Unfortunately returns on savings accounts are exceptionally low at the moment, which means using some of your savings to overpay your mortgage may be worth considering. Make sure you always have a savings buffer available though in case of any unexpected expenses.

A spokesman for financial website Moneyfacts.co.uk: “You could be paying out more than double in interest each month than you can earn from your savings accounts. If your savings earns less interest than the amount you pay on your mortgage, then you will save more money by using these to pay-off your mortgage balance.”

You don’t need to overpay by a huge amount each month for it to make a big difference. Even overpaying £50 or £100 a month can save you a significant amount of interest and reduce your mortgage term substantially.

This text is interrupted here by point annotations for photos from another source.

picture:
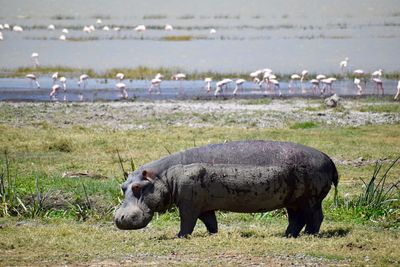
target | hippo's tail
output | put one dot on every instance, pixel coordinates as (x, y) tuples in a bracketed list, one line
[(335, 181)]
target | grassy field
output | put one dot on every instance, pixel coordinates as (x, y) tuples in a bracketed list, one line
[(51, 217)]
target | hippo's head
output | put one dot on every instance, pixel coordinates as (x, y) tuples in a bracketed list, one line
[(140, 201)]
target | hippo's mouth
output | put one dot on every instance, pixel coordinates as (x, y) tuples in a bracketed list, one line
[(132, 218)]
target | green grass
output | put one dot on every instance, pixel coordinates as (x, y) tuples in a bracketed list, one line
[(71, 222)]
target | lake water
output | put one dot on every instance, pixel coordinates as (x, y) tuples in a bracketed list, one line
[(284, 35)]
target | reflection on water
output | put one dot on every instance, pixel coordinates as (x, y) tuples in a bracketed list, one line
[(287, 36), (19, 89)]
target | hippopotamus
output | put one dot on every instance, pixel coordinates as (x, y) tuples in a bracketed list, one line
[(239, 176)]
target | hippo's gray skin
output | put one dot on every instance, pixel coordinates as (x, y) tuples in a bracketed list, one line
[(243, 176)]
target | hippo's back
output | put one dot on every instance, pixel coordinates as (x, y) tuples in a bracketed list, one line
[(256, 153)]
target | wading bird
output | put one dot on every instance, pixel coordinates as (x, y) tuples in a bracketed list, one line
[(239, 84), (179, 77), (32, 79), (35, 58), (207, 85), (397, 96), (343, 65), (122, 90)]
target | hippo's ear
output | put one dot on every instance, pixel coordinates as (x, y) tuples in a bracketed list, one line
[(149, 175)]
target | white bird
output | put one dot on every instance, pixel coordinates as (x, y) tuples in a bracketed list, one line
[(54, 91), (140, 28), (155, 84), (54, 77), (122, 89), (396, 97), (17, 28), (358, 72), (327, 83), (33, 79), (343, 65), (377, 73), (83, 80), (239, 84), (292, 81), (315, 85), (169, 27), (179, 77), (207, 86), (63, 81), (120, 76), (357, 83), (87, 29), (35, 58)]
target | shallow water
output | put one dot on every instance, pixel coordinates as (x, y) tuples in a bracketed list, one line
[(17, 89), (287, 36)]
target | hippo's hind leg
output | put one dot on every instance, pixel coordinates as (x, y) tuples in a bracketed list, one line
[(209, 219), (188, 218), (314, 218), (297, 221)]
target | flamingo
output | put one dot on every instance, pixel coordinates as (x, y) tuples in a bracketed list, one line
[(17, 28), (54, 77), (155, 84), (141, 29), (35, 58), (239, 84), (343, 65), (54, 91), (377, 73), (120, 76), (378, 85), (63, 81), (357, 83), (304, 75), (33, 79), (179, 77), (293, 79), (397, 96), (208, 81), (327, 84), (315, 86), (122, 88)]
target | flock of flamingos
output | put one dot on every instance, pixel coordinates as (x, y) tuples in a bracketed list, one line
[(263, 78)]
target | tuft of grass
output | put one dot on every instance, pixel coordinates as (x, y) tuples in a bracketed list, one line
[(304, 125)]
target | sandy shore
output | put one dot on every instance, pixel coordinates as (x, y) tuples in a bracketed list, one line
[(274, 113)]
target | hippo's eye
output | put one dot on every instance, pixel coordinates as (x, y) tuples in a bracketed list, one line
[(136, 190)]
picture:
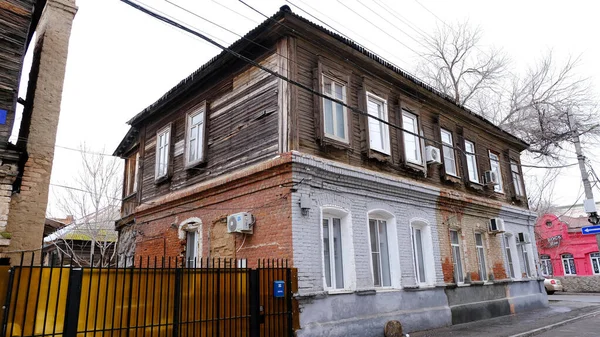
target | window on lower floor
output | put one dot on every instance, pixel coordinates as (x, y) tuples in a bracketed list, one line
[(546, 264), (509, 257), (595, 257), (337, 250), (525, 268), (456, 257), (568, 264), (380, 256), (191, 249), (480, 256)]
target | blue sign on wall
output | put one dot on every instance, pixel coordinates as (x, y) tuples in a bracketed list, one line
[(279, 289)]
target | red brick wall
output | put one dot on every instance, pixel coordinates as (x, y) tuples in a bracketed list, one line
[(266, 194)]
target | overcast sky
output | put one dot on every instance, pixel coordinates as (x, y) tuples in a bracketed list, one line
[(120, 60)]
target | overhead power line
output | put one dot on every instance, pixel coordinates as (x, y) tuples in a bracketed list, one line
[(293, 82)]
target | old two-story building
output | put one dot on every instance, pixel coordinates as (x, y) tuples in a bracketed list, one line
[(393, 202), (43, 28)]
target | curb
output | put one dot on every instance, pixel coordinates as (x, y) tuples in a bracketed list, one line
[(551, 326)]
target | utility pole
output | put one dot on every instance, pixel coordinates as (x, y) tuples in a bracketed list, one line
[(589, 205)]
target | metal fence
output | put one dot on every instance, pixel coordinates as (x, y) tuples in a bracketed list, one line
[(156, 297)]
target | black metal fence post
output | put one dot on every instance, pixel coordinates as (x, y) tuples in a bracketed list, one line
[(177, 301), (254, 293), (73, 302), (288, 297)]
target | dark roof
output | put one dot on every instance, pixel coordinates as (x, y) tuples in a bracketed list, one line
[(250, 36)]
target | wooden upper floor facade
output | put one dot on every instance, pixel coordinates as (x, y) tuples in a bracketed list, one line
[(321, 94)]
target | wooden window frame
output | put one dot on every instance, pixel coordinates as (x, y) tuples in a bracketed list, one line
[(159, 178), (200, 109), (340, 76), (406, 108)]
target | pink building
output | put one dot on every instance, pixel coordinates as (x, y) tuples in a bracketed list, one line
[(563, 249)]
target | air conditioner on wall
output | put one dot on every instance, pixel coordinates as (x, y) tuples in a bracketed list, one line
[(432, 154), (490, 178), (240, 223), (496, 225), (523, 238)]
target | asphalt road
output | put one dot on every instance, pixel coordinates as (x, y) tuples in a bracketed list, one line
[(586, 327), (573, 297)]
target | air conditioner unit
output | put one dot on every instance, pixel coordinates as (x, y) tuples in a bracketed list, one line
[(496, 225), (432, 154), (490, 178), (240, 223), (523, 238)]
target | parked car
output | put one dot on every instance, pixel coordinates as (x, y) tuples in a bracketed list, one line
[(552, 285)]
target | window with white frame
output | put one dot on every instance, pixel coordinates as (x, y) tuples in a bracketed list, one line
[(495, 167), (509, 257), (163, 140), (191, 248), (337, 249), (195, 132), (335, 119), (131, 174), (456, 257), (546, 264), (471, 161), (595, 257), (480, 256), (525, 268), (412, 143), (517, 179), (568, 264), (379, 136), (380, 256), (448, 150)]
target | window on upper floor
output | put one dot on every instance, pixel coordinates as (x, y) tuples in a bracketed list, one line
[(471, 159), (595, 258), (568, 264), (481, 256), (456, 257), (131, 172), (546, 265), (379, 135), (517, 179), (335, 115), (163, 141), (195, 136), (495, 167), (412, 143), (448, 149)]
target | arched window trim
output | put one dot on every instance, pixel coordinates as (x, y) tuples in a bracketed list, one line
[(348, 260), (392, 241), (427, 250)]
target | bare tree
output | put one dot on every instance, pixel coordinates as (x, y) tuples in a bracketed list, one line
[(535, 106), (455, 64), (93, 198), (543, 104)]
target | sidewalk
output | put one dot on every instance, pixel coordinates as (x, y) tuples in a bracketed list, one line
[(524, 324)]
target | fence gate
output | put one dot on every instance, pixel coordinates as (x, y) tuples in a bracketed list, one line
[(154, 298)]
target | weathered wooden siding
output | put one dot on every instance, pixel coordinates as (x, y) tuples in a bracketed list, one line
[(241, 129), (15, 19), (432, 116)]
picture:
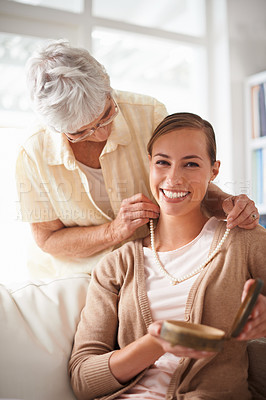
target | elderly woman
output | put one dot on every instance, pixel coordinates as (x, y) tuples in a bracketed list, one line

Brian Murphy, head of lending at the Mortgage Advice Bureau said: “As mortgage interest accrues on the full amount of your mortgage over its entire term, consider overpaying to reduce the amount on which interest is charged. Doing so may help not only pay off your mortgage debt faster, but also be a big money saver in the long run.

“For example, if you have a £100,000 mortgage over 25 years with an interest rate of 4%, and you pay off an extra £100 a month, you could reduce your mortgage term by six years and save £15,534 on interest. Keep in mind though whether you can overpay on your mortgage without a penalty. A 10% overpayment facility per annum without incurring penalties is fairly typical of many products.”

Those paying a higher rate of interest on their mortgage, as in the above example, will see bigger savings by overpaying than those on more competitive rates, but there are still big benefits for those on much lower mortgage rates.

For example, a homeowner with the same £100,000 mortgage but on a fixed mortgage rate of 1.19%, making £100 overpayments each month would still pay £3,748 less in interest over the 25-year term and reduce their mortgage term by five years and 10 months.

Another benefit of making overpayments is that you can stop, start, increase or reduce your overpayments at any point, so if your finances change you can adjust your overpayments accordingly. Bear in mind though, that if your financial circumstances change, you can’t decide you want this money back, which is why it’s vital to keep some savings readily available.